I remember the first time I walked through the local supermarket in our home town. There were some products that were new to me – rolled Amish butter, pickled bologna (not my favorite), suet in the meat case, and a wall of baked goods, most of them sweet. But I couldn’t find any polenta, or kombucha, or even quinoa. For these  “unusual” products, I needed to travel about 25 miles to a larger town, and go to Meijer – a large “superstore” comparable to Wal-Mart. This was also where I needed to go to purchase any fresh produce, as that available locally was just not fresh.

After we had been here a couple of years, the local grocery store changed management. I knew the new manager, and sent him suggestions of items I would enjoy purchasing from the store. He told me that if there was something I needed that required a trip to Meijer, to tell him, and he would make sure to stock it, allowing me to shop locally, and much more conveniently. I remember thinking that such willingness to cater to my individual needs would not likely be available in a larger city.

He kept his word. Within two days of requesting kombucha, he sent me a picture of it on the shelf. The produce improved immensely, and during canning season, fresh products from local farms were available. Also, around this time, I learned that Wholey’s, Penn Mac and our favorite maker of charcuterie will ship their products next day air to our little town via UPS. I feel like we have the best of both worlds. We are able to order items that aren’t available locally from trusted resources, and we can obtain locally grown fruits, vegetables, and all of our meat from three miles down the road.

It took a little time, but we now eat better food than ever before. I cook every day, using as many local products as possible, and during the colder months, I use what I have preserved during the summer. This past summer, I canned over 100 quarts of tomatoes, tomato sauce, and tomato paste. This past weekend, I learned how to make homemade yogurt, and for $2.00, made a gallon of fresh yogurt.

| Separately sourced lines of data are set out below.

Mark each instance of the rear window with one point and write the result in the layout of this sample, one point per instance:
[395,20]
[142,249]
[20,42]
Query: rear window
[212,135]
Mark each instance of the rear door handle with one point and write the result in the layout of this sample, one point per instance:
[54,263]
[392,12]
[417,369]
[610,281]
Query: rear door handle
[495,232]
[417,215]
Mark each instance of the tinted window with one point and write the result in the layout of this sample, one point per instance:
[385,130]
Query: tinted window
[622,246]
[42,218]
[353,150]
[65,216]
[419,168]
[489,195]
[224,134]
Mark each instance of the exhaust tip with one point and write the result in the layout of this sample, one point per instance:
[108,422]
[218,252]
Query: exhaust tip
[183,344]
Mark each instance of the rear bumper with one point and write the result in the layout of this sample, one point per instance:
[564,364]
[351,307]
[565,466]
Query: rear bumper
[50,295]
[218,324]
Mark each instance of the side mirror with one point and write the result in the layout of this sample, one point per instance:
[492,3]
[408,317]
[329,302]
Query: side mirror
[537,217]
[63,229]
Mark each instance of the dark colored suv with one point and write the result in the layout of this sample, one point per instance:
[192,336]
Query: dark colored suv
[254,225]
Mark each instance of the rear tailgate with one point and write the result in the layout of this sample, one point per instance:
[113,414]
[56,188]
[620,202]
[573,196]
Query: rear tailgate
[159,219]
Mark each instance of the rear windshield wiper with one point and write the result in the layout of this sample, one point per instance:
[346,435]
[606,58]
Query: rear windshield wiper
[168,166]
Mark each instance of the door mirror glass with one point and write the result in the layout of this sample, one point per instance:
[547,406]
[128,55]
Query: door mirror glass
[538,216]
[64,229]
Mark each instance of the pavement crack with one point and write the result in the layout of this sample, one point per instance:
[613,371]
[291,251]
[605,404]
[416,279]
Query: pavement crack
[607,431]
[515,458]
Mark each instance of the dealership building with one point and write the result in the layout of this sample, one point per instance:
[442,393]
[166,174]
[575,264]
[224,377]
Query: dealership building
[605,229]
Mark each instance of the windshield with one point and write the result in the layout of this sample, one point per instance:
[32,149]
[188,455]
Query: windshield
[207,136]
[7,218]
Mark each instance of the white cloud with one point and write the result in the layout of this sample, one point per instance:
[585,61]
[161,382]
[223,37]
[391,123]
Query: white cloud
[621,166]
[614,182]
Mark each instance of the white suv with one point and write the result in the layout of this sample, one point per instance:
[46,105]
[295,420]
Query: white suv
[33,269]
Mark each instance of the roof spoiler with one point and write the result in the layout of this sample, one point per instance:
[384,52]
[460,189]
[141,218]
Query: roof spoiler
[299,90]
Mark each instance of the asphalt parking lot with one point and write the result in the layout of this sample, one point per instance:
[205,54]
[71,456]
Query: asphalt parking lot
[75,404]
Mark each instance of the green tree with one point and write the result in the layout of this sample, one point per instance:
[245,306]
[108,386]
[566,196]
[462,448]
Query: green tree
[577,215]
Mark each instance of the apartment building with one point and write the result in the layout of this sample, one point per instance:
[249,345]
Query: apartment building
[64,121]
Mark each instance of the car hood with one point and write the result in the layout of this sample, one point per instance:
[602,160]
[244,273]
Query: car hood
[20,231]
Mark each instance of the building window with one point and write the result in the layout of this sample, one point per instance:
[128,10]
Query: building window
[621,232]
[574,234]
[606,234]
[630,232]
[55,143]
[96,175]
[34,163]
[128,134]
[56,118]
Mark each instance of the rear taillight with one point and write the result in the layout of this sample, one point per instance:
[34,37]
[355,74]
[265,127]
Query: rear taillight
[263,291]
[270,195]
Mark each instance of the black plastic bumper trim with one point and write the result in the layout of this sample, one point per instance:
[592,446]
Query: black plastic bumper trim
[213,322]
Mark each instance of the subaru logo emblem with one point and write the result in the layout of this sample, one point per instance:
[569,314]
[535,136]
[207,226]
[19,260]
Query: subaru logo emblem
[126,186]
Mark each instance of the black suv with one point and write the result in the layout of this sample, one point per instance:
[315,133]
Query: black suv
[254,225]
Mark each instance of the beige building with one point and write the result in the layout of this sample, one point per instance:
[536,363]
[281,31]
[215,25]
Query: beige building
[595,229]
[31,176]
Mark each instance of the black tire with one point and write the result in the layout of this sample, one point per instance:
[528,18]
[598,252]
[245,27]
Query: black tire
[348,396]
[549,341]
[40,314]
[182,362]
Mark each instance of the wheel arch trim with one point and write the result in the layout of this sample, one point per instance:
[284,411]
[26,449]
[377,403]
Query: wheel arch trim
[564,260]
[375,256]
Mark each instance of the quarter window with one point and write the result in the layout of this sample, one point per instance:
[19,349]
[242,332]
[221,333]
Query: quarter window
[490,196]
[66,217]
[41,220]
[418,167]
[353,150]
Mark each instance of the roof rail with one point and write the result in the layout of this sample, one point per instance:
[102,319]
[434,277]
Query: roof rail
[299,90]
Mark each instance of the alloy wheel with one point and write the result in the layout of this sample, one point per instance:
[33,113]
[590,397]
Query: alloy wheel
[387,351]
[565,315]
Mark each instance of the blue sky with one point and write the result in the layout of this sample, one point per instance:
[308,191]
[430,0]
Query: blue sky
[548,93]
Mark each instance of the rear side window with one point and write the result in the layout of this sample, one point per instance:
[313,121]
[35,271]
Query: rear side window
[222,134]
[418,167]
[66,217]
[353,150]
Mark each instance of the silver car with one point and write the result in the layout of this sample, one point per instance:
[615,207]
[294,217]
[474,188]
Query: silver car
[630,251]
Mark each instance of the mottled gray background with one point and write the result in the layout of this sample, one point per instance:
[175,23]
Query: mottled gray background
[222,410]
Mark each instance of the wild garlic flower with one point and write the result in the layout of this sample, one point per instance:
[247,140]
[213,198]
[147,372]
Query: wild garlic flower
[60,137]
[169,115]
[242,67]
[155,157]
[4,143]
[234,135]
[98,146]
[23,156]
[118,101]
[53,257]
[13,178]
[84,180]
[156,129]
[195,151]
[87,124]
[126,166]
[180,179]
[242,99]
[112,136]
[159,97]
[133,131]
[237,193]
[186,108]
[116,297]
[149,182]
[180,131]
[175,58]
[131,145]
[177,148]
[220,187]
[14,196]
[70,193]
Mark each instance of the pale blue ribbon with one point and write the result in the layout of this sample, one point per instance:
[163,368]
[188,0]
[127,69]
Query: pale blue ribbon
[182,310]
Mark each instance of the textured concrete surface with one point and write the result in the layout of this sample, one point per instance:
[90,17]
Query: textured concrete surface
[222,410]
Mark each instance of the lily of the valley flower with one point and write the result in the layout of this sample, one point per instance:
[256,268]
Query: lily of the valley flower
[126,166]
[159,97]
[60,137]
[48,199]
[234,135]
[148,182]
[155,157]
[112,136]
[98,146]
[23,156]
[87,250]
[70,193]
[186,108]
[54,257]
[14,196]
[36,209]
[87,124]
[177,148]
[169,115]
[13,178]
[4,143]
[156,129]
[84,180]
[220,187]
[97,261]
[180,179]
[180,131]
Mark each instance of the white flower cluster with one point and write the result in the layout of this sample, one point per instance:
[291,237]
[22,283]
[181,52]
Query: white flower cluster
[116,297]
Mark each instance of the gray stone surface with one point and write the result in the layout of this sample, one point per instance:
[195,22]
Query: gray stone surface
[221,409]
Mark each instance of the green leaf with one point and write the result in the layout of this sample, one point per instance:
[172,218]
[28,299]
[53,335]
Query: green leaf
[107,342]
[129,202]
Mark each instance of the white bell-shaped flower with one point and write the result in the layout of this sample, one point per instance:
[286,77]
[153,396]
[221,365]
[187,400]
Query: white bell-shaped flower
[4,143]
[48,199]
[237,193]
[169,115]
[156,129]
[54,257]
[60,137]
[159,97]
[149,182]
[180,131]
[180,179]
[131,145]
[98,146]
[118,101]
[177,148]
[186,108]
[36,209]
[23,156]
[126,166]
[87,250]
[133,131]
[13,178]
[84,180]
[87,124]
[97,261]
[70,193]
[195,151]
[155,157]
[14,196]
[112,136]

We enjoy it every morning, usually with jams I canned during the summer. It’s easy, and tastes better than any yogurt I have been able to purchase anywhere.

I feared we would be forced to eat bologna sandwiches, and use only frozen vegetables when we first arrived. What I naively thought was a wasteland for the food to which I was accustomed turned out to offer fresher and more interesting food than I had ever prepared in Pittsburgh. I still miss the restaurants, but their lack of availability has stretched me to learn methods of cooking I never before tried. Cooking is something I love, and I especially enjoy sharing food with friends and family. It isn’t unusual for me to spend a couple of hours a day researching new methods of cooking, and then preparing it the next day. Shopping from local farms and spending all the time I need to prepare our food is a true luxury. It just doesn’t get any better than that.